Overplot the Numerical Relativity simulation waveform and the real extracted GW data

Hi!!..I am facing issues in plotting the real extracted GW signal and the NR signal from the SXS catalog together. I have seen that plot in most of the papers but I am facing issues in plotting it. Can anyone suggest an approach to tackle the problem?

Thanks in Advance!!!..

Hi @darsh

Thank you for the question. Can you provide some specifics? Can you give a pointer to the data set you are working with? Exactly what problem are you encountering?

Thank you.

Ok, So I will try to explain it to you with an example, lets take an example for the GW150914
I have extracted the gravitational wave signal using the code provided in the gwpy. Now, as we know the corresponding Numerical relativity signal for this event is SXS:BBH:0305. Now, I want to show the overlap of the real signal and NR signal.

There is one way to show using the matched filtering technique, but I am unable to understand the matched filtering code. It would be better if you could also provide me with a good source to understand that.

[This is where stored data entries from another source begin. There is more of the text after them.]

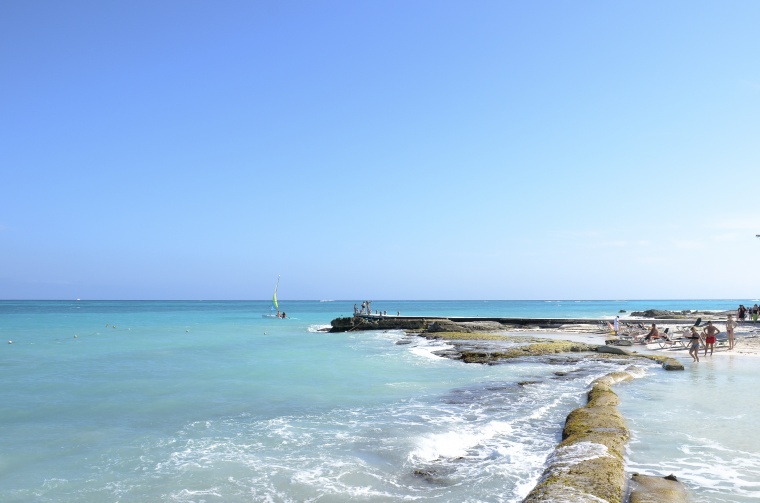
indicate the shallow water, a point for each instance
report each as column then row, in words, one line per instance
column 209, row 401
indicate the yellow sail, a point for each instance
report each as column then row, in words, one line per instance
column 274, row 297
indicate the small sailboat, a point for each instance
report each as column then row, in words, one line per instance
column 274, row 309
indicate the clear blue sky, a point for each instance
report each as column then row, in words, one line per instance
column 379, row 149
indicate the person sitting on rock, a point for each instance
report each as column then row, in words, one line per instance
column 651, row 336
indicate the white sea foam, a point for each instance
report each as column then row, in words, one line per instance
column 318, row 328
column 457, row 443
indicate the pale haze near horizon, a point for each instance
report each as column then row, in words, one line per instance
column 381, row 150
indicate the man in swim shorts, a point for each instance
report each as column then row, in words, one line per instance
column 694, row 346
column 710, row 333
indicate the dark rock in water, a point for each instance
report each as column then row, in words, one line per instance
column 648, row 488
column 672, row 364
column 446, row 326
column 525, row 383
column 613, row 350
column 588, row 464
column 350, row 323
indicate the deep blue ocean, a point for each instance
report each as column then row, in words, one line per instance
column 210, row 401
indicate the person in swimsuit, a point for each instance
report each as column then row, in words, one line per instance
column 710, row 332
column 652, row 335
column 730, row 326
column 694, row 346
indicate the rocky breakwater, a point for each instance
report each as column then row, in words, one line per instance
column 588, row 464
column 351, row 323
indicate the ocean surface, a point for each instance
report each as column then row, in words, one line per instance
column 209, row 401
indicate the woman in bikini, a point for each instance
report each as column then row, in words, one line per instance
column 730, row 326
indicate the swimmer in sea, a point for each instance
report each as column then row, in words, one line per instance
column 710, row 332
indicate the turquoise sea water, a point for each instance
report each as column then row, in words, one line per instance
column 194, row 401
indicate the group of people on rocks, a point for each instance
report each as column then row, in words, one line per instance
column 366, row 309
column 752, row 312
column 708, row 337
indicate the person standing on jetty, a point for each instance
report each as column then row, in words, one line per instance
column 741, row 313
column 730, row 326
column 694, row 346
column 710, row 332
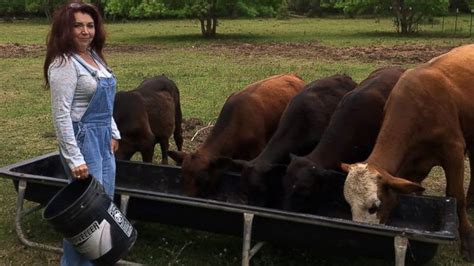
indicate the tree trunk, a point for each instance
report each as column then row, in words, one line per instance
column 401, row 13
column 209, row 20
column 315, row 9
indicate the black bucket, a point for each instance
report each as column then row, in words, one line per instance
column 86, row 216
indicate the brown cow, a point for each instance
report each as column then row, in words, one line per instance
column 148, row 115
column 300, row 129
column 349, row 137
column 429, row 120
column 246, row 122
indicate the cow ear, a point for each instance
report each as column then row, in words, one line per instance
column 177, row 156
column 346, row 167
column 293, row 156
column 227, row 164
column 238, row 165
column 278, row 170
column 400, row 185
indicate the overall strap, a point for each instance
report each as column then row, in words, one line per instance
column 91, row 71
column 97, row 57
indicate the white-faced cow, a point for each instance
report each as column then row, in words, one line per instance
column 350, row 136
column 429, row 120
column 148, row 115
column 300, row 129
column 246, row 122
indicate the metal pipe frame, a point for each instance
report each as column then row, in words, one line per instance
column 248, row 253
column 400, row 244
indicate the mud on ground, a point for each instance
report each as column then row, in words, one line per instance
column 393, row 54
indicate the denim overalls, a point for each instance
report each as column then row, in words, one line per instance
column 93, row 135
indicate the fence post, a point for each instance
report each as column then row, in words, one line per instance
column 456, row 21
column 470, row 26
column 442, row 25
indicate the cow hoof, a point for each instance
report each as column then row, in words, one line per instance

Also I had some doubts regarding the traditional techniques of interpolating the waveform templates. There are many kinds of time domain approximants available in the pycbc library, how to get to know the use and limitations of each of the approximants. Some of the examples are - “SEOBNRv4”, “SEOBNRv5ROM”, etc. How to know the difference between them, and how can I get to know which will best fit the particular events. What all information of the GW events are required to select the best fit of the data

Dear colleague,

I faced a similar problem and it had been haunting me for 1 year. My goal is to plot the real detector data and the match-filter waveform together. Currently I solved the problem by modifying the two reference codes:

  1. Waveforms PyCBC | Kaggle this website provides a simple code for match filtering. I like the way the parameters are specified, where I can get good intuition from basic signal processing.
  2. Complete_triple_event_analysis.ipynb: codes used in the master thesis of Justin Janquart. It provides a time-shifting method to align the simulated waveform and the real data based on the merger time found by match-filtering.

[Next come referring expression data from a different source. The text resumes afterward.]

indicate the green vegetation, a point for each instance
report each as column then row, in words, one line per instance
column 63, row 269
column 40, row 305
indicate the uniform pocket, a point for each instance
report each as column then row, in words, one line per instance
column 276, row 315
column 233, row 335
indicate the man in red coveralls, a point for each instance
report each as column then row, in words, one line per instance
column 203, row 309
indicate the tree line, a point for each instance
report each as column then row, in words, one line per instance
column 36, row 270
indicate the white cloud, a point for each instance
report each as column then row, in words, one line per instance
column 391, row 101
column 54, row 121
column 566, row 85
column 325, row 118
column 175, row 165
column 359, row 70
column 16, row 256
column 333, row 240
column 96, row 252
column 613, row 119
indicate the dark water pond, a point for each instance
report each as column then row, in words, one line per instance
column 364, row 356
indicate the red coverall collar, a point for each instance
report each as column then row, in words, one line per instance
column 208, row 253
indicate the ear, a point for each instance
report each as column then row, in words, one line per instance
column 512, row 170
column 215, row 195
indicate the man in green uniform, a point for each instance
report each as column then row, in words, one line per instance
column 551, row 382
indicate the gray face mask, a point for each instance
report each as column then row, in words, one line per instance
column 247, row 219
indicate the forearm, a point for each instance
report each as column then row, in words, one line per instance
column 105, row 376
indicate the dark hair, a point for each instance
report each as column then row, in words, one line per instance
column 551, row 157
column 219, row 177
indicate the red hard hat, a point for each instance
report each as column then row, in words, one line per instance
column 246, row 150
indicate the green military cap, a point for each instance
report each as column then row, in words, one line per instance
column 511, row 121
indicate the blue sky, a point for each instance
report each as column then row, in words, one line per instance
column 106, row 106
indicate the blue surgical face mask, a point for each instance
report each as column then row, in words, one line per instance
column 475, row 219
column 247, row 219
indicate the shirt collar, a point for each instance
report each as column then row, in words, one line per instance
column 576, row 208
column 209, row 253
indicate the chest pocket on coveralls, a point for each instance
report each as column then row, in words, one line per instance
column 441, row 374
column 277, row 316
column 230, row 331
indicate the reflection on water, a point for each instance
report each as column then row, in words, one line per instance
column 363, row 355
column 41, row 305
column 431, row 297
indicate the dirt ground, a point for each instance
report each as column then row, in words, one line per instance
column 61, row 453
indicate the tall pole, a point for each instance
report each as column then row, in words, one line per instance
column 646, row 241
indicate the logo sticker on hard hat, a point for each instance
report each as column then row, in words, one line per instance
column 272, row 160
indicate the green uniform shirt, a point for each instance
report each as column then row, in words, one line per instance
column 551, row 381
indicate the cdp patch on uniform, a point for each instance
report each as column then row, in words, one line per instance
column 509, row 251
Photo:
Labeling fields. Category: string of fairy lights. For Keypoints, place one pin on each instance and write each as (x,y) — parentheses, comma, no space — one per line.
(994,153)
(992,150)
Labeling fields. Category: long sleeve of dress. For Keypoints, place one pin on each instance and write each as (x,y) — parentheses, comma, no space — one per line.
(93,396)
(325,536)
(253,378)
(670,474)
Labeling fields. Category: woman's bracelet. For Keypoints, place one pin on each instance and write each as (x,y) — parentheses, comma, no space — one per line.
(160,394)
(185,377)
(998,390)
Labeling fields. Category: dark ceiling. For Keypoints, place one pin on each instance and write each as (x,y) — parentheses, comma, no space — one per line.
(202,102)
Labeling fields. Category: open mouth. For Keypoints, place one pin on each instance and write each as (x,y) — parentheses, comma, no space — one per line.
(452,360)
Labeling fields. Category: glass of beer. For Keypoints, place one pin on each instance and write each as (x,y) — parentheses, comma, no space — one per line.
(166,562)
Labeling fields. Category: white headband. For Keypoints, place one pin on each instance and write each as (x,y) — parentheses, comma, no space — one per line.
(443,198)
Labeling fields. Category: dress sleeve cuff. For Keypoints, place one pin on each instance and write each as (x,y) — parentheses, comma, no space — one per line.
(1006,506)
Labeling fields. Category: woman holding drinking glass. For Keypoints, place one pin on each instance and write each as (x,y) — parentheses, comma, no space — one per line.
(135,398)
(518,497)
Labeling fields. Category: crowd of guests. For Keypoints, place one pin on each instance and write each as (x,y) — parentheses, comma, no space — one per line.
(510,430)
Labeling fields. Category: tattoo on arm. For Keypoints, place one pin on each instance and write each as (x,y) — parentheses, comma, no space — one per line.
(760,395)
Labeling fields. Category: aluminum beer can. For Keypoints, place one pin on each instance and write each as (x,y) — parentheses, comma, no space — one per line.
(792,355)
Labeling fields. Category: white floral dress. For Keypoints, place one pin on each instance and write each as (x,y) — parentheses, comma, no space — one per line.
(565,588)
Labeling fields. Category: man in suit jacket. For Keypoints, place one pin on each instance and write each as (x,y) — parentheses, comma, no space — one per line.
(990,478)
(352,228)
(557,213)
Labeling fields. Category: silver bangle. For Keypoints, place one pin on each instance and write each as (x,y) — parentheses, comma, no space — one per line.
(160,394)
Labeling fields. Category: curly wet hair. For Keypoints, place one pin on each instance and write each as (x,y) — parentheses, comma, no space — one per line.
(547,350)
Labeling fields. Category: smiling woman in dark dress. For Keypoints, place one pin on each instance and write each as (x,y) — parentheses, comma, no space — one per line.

To overlap the real GW signal from GW150914 with the NR signal (SXS:BBH:0305), you can:

Extract the Real Signal by usein gwpy to load and preprocess the strain data (e.g., bandpass and whiten it). Identify the merger time from the peak of the signal.

Download the NR Signal grab the NR waveform from the SXS catalog and extract the strain data (h_plus and h_cross).

Shift the NR waveform in time so its merger matches the real signal’s merger. You can use cross-correlation or visual inspection for alignment. plot both signals on the same graph to compare them.

For matched filtering, it’s a technique detect a known signal in noisy data. So you’ll need to generate a template waveform (e.g., using SEOBNRv4 in pycbc), then compute the matched filter SNR. The peak in the SNR time series corresponds to the detection time. Otherwise you just apples to oranges.

For waveform approximants, they’re models for GW signals. For binary black holes, SEOBNRv4 or IMRPhenomD are good choices. ROMs like SEOBNRv5ROM are faster but less accurate. The best approximant depends on the system (e.g., black holes vs. neutron stars) and the signal phase (inspiral, merger, ringdown).

To choose the best template, you’ll need info like the component masses, spins, distance, inclination, and polarization angle of the binary system. PyCBC’s get_td_waveform function can generate templates based on these parameters.